We left the museum and continued on our downtown tour. We came across the cutest park. It was based on books and authors. I immediately thought about our daughter Sharelle Brandy Dalida, (who made Teacher of the Year in her district!! OK we are proud parents. Just saying!) our Godchildren Tanita & David and all the teachers we know who love books and pay it forward my teaching our children. (If you have not read Tanita Davis books please go to Amazon and purchase them. She is an award winning author. Ok, Ok enough bragging about family).

It took me a second to get the understanding that they took the name of the author, found a town and stated how far it was from Charlotte. This is a cute idea.

Talk about love. My honey knows how much I love books so he said take as much time as I wanted to in this park and he went to put more money in the parking meter. That made my day.

We drove over to the next museum. It was called the Latibah Collard Green. It is an  African American Museum. It was very small but the owner has done a lot of research and study on the culture. Why we were awaiting him to finish up on a  tour he was giving, we met Ed Harris who is a master picture framer. He was very informative. He told us about conservation framing, which is the best. This is when you take a old picture and restore it back to the original colors and framing. He is also the framer for the Carolina Panthers. In his workshop he was doing a project of removing all the old team members that were just traded and putting in the new guys. We told him we were 49er fans. He said we had a good team. He asked if he could give us a picture of the current quarterback of the Panthers. Heck yeah. Go that puppy with us.
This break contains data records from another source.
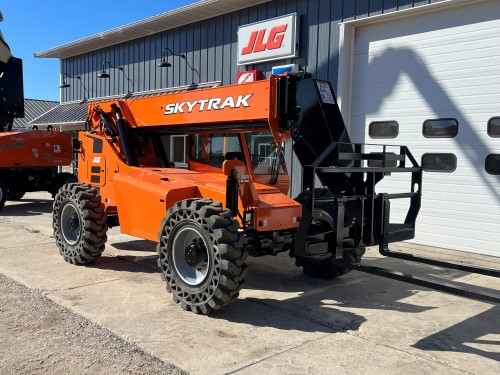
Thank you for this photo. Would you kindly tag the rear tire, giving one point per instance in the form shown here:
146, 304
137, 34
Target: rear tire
201, 255
321, 266
79, 223
3, 194
59, 180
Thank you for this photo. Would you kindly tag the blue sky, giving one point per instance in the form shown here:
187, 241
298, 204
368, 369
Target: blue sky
32, 26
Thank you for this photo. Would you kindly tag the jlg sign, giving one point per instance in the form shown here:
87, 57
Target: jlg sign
274, 39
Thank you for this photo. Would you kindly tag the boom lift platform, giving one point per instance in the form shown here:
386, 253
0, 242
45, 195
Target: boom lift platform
231, 201
29, 161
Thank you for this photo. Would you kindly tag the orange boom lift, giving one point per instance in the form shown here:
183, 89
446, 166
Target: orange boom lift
229, 199
29, 161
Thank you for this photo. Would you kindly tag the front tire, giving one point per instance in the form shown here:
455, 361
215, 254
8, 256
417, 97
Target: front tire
201, 255
79, 223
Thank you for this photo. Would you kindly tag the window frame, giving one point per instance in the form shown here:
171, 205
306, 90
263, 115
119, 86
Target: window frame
486, 164
488, 127
382, 136
439, 136
439, 170
183, 164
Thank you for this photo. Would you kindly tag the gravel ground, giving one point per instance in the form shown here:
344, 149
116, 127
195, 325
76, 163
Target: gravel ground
38, 336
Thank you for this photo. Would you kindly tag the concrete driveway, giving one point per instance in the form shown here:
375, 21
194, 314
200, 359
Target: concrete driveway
283, 322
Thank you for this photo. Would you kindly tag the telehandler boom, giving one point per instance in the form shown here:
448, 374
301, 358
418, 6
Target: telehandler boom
229, 200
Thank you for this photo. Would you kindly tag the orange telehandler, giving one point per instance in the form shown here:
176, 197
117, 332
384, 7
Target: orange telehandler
230, 198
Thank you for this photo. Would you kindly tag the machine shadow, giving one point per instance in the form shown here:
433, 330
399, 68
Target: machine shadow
311, 304
27, 207
476, 335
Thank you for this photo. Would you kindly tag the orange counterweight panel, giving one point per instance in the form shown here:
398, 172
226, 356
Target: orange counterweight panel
37, 148
143, 198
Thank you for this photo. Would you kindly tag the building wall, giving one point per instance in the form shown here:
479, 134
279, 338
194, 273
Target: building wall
210, 48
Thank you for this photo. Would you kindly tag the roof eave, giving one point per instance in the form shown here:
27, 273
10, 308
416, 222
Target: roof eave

Oh yeah!

Did you know that you should never put cardboard on the back of a picture?  It contains acid and it breaks down the picture.
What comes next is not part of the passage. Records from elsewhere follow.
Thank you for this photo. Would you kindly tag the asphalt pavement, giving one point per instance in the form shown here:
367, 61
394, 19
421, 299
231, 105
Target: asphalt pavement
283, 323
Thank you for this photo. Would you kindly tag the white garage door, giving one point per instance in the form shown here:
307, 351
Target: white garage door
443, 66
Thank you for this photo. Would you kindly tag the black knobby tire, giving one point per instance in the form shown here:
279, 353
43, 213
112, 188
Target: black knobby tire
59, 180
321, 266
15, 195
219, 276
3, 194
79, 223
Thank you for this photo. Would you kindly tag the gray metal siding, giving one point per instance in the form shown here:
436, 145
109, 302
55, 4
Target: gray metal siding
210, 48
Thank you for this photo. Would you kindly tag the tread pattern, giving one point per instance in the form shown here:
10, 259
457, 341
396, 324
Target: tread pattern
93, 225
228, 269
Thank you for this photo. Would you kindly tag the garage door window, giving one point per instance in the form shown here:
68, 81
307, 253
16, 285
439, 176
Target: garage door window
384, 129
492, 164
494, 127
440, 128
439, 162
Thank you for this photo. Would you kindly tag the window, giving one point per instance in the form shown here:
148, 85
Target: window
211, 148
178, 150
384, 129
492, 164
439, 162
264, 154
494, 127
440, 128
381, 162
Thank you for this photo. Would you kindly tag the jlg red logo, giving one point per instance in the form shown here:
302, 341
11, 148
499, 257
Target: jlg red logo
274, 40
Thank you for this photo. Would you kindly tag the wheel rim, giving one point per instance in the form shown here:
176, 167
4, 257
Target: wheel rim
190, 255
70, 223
No picture taking were allowed in the museum since most of the items were not protected

Ø  Folk artist are self taught and use natural items.
Ø  African American history started in Egypt . (Hello, look where Egypt is located in Africa)
Ø  Blacks controlled country before European conquered and changed how things were done.
Ø  Many slaves were from royalty and educated.
Ø  Slaves were taken and put in a dungeon.
Ø  Most were taken through the "Door of No Return" and never saw their country again.
Ø  Every government was involved in the slave trade.
Ø  Original idea of slavery was the indenture servant. This changed when the owners kept adding more time to the servant for food, housing, etc.
Ø  In 1630 chattel servitude was started.
Ø  The state of Maryland was the first slave state.
Ø  The Middle Passage (also known as Shark Alley) was midway to the America. Sharks would follow the boats because of dead bodies being sent overboard.
Ø  Dysentery was main disease.
Ø  18" as all the space each slave had.
Ø  30% would die before reaching the Americas
Some of the items and facts were similar to what we saw in the Museum of the South. They had an outside area dedicated to the Underground Railroad. Did you know that the little Jockey man holding a lantern that was in from of a home told a story. If the lantern was lit it told the runaway slave that this was a safe place to stop. Some homes had a certain pattern quilt on the fence that also told the slaves if it was safe or to keep going. Most people who have been to our home have seen the Underground Railroad quilt made for me by my wonderful YaYa sister Mary Ann Lindbloom. Thanks MAL. I treasure this quilt and will pass it on to my grandchildren.
Mr. T'Afo was a wealth of knowledge. He has design the museum to used as a learning tool for the community. When you are educated you grow.

We went back to the Lester's and fixed them dinner and had a good discussion of the things we learned that day.

Question of the Day
What famous robber robbed WF stages over 29 times? (Clue he is famous in the Sierra foothills)
Well, Until the next time Campers...

Lo & Bren


  1. WOW!!!! That. PARK.
    You wouldn't have gotten me out of there. I LOVE stuff like that.